Al dibattito convocato per la giornata di ieri nell’aula consiliare di Nizza di Sicilia, erano presenti gli amministratori dei Comuni di Alì Terme e Fiumedinisi. Nessun invito per Alì
Quale sarà il destino dell’Unione dei Comuni della Valle del Nisi? La questione è stata portata al centro del dibattito convocato per la giornata di ieri nell’aula consiliare di Nizza di Sicilia, dove erano presenti gli amministratori dei Comuni di Alì Terme e Fiumedinisi. Nessun invito per Alì perché non fa parte dell’attuale Ente, ma l’auspicio è che il centro collinare possa entrare a farne parte. A ostacolare l'azione dell'Ente comprensoriale problemi di natura tecnica, come ci spiega il capogruppo di maggioranza di Nizza di Sicilia Alessandro Interdonato.
L’Unione nasce due volte. Prima nel 2009, ma non si concretizza perché lo statuto non viene approvato da tutti; poi, nel 2011, con un nuovo statuto, ma senza il Comune di Alì. Esistono, dunque, due Unioni che si ostacolano tra di loro. Ecco le soluzioni paventate dai presenti per uscire dall’impasse: convincere il gruppo di minoranza di Fiumedinisi a ritirare il ricorso al Tar con la garanzia di integrare lo statuto approvato a quello bocciato o andare avanti con la seconda Unione. Dilemma amletico che dipende dalla disponibilità e collaborazione di tutti gli interessati. Per Interdonato, l’ipotesi migliore sarebbe la prima, anche per non perdere il finanziamento da 260 mila euro: “Con lo stesso intento con il quale siamo riusciti tutti insieme a portare avanti il progetto dell’Aro, dobbiamo continuare questa cooperazione e trasferire gli intenti nell’Unione, accelerando i tempi”.
Accelerare i tempi è proprio quello che bisogna fare, per dare finalmente una risposta concreta al territorio.
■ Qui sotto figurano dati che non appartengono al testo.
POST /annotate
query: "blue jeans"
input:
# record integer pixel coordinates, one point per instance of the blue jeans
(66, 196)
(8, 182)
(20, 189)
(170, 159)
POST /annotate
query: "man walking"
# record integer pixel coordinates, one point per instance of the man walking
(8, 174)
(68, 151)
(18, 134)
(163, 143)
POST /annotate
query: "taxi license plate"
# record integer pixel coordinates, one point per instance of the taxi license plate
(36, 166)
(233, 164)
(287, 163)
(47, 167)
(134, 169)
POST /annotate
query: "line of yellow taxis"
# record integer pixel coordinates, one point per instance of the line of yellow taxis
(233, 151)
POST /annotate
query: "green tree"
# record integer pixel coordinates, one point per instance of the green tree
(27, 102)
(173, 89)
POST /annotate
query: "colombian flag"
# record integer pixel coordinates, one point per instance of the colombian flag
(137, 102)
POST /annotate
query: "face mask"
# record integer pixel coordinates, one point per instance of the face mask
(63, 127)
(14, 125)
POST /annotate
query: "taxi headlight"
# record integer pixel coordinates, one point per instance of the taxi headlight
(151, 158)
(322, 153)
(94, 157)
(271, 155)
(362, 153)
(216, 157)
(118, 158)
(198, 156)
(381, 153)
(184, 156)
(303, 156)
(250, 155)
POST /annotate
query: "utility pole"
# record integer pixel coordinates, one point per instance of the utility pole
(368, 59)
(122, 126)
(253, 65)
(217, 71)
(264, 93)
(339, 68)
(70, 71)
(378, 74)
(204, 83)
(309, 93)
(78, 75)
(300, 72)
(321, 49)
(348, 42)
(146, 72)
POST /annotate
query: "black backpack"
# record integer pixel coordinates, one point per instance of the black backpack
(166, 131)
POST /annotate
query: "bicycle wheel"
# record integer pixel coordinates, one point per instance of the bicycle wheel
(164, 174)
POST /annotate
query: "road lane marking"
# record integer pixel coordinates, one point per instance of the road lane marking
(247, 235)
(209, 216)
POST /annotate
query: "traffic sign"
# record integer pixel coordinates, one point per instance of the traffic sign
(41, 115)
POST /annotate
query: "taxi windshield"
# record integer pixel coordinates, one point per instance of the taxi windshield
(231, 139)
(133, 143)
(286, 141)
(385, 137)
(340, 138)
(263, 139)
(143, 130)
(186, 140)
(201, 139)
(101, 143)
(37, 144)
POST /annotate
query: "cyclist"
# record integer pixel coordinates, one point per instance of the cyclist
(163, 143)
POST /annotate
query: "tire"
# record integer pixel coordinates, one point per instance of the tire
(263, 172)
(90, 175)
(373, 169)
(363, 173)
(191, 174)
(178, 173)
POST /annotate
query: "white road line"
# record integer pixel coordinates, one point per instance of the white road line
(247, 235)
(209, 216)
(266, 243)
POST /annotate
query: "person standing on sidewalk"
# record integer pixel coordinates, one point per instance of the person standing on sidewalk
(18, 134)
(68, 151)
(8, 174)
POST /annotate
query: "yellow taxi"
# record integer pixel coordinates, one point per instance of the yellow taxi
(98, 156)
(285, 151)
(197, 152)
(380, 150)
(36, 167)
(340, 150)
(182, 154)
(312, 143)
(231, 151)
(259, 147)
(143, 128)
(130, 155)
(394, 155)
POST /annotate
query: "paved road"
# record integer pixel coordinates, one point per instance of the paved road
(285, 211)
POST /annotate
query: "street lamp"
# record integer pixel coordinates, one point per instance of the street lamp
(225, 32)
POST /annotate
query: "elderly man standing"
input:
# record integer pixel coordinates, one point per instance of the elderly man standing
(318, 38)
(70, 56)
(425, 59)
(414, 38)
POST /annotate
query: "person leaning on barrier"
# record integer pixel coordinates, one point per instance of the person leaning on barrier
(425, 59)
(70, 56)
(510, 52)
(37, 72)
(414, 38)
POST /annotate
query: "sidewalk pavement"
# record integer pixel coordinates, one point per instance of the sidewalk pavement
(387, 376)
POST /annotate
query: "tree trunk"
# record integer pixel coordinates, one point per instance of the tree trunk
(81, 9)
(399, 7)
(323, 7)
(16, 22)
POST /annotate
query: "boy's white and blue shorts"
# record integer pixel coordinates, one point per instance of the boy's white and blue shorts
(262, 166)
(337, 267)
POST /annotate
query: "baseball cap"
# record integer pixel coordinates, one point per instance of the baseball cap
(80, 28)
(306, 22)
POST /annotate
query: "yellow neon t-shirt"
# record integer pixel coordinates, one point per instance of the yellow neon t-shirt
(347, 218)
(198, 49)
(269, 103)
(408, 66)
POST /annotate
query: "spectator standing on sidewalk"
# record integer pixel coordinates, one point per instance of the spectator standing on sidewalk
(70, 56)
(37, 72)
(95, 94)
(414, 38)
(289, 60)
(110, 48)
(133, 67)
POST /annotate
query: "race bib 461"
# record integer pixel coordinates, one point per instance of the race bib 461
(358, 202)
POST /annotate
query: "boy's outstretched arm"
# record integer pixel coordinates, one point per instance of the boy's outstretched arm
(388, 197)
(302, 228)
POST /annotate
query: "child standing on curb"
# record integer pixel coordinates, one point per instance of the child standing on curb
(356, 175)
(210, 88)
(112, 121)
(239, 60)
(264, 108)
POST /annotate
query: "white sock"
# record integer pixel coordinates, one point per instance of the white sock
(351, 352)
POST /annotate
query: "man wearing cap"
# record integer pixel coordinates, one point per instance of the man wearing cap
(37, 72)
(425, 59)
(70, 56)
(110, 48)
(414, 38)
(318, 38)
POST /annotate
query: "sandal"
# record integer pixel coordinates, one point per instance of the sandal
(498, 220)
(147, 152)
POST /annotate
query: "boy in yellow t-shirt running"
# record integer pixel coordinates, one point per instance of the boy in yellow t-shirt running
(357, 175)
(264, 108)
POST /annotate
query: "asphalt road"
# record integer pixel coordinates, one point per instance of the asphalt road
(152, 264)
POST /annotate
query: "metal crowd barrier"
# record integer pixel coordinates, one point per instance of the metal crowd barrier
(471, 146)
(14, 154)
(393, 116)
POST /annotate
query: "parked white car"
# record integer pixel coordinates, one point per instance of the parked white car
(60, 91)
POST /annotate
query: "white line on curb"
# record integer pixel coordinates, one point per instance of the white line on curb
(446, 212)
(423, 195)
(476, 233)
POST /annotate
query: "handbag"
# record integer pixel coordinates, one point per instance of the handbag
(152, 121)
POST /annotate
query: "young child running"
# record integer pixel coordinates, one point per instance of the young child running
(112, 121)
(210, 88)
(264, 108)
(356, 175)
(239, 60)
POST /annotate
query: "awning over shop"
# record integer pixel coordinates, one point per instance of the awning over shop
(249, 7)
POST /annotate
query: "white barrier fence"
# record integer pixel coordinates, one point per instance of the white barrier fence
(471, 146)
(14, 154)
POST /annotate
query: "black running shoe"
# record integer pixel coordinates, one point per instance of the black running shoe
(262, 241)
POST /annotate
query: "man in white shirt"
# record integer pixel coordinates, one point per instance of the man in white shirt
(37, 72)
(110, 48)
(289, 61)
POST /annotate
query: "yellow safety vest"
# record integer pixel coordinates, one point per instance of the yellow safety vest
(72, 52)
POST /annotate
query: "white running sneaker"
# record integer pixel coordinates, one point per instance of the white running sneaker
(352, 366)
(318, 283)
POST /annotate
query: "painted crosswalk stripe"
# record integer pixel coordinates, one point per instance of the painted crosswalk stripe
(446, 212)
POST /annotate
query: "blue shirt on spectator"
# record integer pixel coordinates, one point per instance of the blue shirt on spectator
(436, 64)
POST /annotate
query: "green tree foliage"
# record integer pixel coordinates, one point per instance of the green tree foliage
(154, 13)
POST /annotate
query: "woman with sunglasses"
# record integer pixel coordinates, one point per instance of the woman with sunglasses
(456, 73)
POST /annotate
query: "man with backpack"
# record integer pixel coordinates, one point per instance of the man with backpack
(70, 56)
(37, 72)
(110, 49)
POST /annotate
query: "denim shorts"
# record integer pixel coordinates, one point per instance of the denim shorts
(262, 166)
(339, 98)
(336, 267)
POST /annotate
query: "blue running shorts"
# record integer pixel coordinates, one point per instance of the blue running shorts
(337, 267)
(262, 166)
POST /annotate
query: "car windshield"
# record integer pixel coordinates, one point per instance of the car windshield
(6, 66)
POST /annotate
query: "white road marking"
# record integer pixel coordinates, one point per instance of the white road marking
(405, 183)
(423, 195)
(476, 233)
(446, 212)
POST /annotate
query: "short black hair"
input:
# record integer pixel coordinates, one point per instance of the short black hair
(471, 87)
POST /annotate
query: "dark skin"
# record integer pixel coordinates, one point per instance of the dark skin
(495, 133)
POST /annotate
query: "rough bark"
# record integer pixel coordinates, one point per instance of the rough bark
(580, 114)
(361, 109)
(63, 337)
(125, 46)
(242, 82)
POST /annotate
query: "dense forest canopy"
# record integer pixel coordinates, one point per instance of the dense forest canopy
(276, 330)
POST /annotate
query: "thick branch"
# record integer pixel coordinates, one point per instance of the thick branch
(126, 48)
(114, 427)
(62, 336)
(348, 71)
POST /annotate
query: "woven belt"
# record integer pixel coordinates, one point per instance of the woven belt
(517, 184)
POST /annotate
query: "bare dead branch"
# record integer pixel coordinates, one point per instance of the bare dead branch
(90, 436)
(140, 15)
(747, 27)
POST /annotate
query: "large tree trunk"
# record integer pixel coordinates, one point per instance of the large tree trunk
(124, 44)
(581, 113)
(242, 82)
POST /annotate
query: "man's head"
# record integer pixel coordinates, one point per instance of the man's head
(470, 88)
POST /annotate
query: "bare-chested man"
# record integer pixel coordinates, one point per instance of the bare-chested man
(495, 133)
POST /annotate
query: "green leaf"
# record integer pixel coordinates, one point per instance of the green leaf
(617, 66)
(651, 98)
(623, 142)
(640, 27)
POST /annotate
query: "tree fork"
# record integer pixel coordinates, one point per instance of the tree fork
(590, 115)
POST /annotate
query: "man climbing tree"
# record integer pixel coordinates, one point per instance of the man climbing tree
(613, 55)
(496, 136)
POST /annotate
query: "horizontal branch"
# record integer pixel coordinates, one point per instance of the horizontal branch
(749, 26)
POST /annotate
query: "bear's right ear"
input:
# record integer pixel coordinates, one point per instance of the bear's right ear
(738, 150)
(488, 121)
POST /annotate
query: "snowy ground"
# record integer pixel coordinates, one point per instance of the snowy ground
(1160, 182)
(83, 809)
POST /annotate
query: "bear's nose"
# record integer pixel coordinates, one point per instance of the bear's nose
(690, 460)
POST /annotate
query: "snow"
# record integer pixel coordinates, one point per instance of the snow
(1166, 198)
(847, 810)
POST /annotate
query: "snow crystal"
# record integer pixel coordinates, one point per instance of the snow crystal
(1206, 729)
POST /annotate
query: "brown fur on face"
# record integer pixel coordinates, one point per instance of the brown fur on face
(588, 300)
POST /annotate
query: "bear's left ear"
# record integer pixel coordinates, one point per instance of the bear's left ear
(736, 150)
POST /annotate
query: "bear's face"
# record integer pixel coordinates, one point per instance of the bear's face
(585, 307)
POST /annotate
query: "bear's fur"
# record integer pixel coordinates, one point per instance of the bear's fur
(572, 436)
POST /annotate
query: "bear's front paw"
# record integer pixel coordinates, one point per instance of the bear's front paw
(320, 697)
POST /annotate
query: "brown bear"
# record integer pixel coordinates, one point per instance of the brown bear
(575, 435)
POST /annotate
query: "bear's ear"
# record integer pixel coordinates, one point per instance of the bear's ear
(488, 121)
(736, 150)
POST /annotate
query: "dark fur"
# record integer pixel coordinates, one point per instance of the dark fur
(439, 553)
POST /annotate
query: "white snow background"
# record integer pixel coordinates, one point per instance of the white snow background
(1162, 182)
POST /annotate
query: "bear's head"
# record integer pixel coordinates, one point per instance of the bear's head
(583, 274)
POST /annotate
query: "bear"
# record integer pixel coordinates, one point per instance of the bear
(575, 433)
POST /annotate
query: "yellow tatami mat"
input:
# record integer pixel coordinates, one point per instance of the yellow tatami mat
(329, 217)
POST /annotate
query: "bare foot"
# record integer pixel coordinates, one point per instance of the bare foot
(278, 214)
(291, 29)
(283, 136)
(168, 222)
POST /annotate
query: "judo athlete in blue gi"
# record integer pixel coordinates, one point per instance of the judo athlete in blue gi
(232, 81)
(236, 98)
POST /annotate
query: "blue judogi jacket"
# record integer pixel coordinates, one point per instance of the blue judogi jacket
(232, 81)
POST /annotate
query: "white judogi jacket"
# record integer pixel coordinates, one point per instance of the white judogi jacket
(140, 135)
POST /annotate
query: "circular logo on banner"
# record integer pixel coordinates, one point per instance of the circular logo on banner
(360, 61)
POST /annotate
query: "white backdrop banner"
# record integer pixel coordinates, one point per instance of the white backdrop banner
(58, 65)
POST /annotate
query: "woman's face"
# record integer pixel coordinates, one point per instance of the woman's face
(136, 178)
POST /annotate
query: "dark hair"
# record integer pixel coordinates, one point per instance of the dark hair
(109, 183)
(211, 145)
L’incontro ha posto le basi per definire le prossime mosse, sperando che non rimangano parole al vento, ma che stavolta si proceda a mettere in pratica quanto concordato. Soddisfazione è giunta dal segretario cittadino del Pd di Nizza di Sicilia, Francesco Parisi, per il risultato raggiunto. Era stato proprio Parisi a dare il “la” per rispolverare la vecchia e cara questione dell’Unione della Valle del Nisi.